What if there are conflicting resource requirements among jobs, such as memory-intensive jobs competing for the same nodes?

Example: If Job S and Job T both require significant memory and are vying for the same nodes, the algorithm might consider memory constraints in its decision-making process, preventing resource contention.

What if the algorithm encounters a scenario where certain jobs consistently wait for a long time while others get immediate allocation?

Example: If Job U consistently waits longer than other jobs, the algorithm should be monitored and tuned to identify potential biases or inefficiencies. Adjustments may include refining priority calculations or revisiting resource allocation strategies.

What if a job has external dependencies, and those dependencies are not available when the job is scheduled to run?

Example: Job V requires data from an external source, but the data is not available when the job is scheduled. The algorithm may need to implement mechanisms to handle such dependencies, potentially rescheduling the job when the required data becomes available.

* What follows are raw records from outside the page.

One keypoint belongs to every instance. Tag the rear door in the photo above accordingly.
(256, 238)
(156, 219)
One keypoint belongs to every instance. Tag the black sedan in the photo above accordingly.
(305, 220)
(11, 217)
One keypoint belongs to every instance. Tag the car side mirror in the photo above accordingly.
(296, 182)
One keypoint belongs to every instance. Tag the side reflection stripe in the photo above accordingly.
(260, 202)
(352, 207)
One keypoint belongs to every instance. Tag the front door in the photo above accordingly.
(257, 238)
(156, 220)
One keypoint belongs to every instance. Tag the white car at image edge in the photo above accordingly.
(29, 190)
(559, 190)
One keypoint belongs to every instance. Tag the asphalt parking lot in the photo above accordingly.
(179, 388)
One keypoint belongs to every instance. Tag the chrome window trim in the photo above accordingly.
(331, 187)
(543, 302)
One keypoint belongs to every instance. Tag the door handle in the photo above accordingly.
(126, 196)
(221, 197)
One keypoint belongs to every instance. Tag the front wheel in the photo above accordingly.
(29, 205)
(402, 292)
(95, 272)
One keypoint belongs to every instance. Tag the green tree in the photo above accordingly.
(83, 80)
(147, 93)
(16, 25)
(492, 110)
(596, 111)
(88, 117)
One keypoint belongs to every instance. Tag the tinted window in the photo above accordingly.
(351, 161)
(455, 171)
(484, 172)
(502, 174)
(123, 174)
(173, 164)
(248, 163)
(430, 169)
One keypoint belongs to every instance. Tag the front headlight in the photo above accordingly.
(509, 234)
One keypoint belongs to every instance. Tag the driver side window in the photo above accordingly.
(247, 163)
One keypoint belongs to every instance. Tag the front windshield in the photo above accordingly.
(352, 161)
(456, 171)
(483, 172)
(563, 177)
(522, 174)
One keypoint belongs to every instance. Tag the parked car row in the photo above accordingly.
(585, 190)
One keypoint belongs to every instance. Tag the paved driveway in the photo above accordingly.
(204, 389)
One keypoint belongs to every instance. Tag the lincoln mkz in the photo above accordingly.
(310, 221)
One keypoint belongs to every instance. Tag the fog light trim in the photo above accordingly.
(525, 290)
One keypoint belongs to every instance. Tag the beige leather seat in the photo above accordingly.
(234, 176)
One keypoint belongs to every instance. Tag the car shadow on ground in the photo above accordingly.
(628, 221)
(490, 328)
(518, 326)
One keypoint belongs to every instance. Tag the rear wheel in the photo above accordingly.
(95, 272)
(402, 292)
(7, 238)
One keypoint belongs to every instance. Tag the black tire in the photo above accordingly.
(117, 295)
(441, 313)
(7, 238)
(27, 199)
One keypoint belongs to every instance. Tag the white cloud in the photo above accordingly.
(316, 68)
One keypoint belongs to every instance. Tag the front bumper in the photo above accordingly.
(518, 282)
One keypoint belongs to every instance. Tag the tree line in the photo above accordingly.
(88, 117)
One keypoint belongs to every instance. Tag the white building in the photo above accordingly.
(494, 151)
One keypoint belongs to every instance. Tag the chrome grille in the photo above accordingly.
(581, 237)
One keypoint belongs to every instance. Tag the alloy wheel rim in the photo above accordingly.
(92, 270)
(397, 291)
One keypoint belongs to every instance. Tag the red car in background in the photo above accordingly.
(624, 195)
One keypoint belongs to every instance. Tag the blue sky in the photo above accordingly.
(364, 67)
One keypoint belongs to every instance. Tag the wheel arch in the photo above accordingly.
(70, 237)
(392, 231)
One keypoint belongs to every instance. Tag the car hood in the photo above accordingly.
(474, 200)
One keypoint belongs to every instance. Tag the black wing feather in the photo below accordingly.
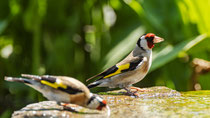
(69, 89)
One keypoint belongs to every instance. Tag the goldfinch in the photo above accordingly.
(62, 89)
(130, 70)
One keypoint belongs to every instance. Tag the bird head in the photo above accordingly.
(96, 102)
(147, 41)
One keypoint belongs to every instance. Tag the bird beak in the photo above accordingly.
(158, 39)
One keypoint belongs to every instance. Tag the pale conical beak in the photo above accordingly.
(157, 39)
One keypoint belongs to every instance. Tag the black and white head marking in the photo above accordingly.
(139, 42)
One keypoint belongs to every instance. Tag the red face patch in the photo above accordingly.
(149, 37)
(150, 44)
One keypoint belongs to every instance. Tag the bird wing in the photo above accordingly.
(122, 67)
(62, 83)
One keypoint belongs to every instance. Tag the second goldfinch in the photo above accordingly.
(130, 70)
(62, 89)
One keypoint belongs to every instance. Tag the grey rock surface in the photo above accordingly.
(153, 102)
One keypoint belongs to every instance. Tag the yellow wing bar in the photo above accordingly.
(120, 68)
(54, 85)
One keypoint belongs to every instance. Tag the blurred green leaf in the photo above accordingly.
(3, 25)
(123, 48)
(169, 52)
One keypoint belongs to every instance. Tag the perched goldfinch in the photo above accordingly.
(62, 89)
(130, 70)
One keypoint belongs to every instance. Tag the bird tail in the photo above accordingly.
(94, 84)
(31, 80)
(15, 79)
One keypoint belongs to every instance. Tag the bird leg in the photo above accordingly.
(138, 89)
(66, 107)
(131, 93)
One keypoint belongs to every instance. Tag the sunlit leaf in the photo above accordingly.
(3, 25)
(124, 47)
(169, 52)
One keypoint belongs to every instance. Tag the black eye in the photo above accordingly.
(150, 39)
(138, 42)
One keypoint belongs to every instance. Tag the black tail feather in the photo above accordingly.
(92, 85)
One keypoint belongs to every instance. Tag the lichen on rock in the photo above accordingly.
(153, 102)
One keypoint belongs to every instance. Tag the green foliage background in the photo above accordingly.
(80, 38)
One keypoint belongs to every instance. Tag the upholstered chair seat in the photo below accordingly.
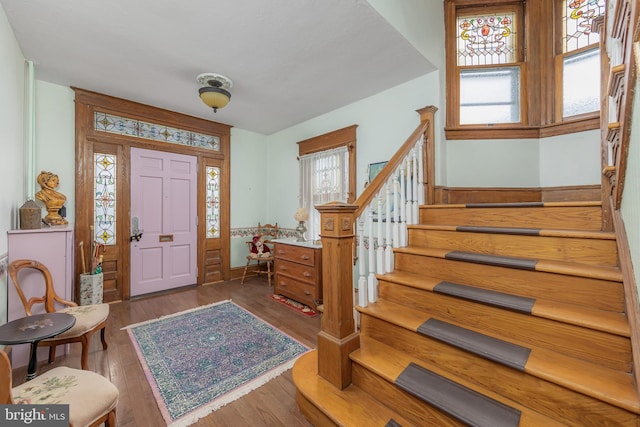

What if a job has resource requirements that cannot be met by any single node in the cluster?

Example: Job W requires more slots than any single node can provide. The algorithm should be able to handle multi-node job assignments or implement a strategy to split the job into smaller tasks that can run concurrently on multiple nodes.

What if a high-priority job has been waiting for a long time, and no nodes or floating servers become available?

Example: Job X, with a high progress share, has been waiting for execution, but no resources are available. The algorithm may need to periodically reassess the queue and prioritize jobs that have been waiting for an extended period.

What if there are sudden fluctuations in the available network bandwidth between nodes?

Example: If the network bandwidth between nodes decreases due to external factors, the algorithm might need to adjust its task assignment strategy to minimize the impact on data transfer times.

What if certain nodes consistently experience hardware failures or degraded performance?

Example: Nodes in Rack A are prone to hardware failures. The algorithm should be resilient to such situations, considering the historical reliability of nodes when making scheduling decisions.

What if there are specific jobs that require execution within strict time constraints (real-time processing)?

Example: Job Y requires real-time processing, and delays could have significant consequences. The algorithm may need to incorporate real-time job prioritization to ensure timely execution.

What if there is a need for job prioritization based on business priorities or service-level agreements (SLAs)?

Example: Jobs from the finance department may have higher business priorities than jobs from other departments. The algorithm might need to incorporate business-driven priorities or SLAs in its decision-making process.

What if a node becomes temporarily unavailable due to maintenance or other planned activities?

Example: Node Z is undergoing scheduled maintenance. The algorithm should be aware of such planned downtimes and reschedule tasks to avoid disruptions to job execution.

What if there are security or compliance requirements that impact task assignment (e.g., data residency regulations)?

Example: Certain jobs may need to adhere to data residency regulations, requiring them to be processed in specific geographic locations. The algorithm should consider these requirements when making scheduling decisions.

What if there is a need to provide fairness in resource allocation among different users or departments sharing the Hadoop cluster?

Example: To ensure fairness, the algorithm may need to implement policies that distribute resources equitably among different users or departments, preventing one user from monopolizing cluster resources.

Conclusion

The Run-Time Priority Algorithm exemplifies a sophisticated approach to job scheduling in Hadoop clusters. By integrating node capacities and job progress shares, this algorithm optimizes resource utilization and ensures the timely execution of data processing tasks. As we navigate the complexities of big data processing, understanding advanced scheduling algorithms becomes paramount for harnessing the full potential of Hadoop clusters.

This post is licensed under CC BY 4.0 by the author.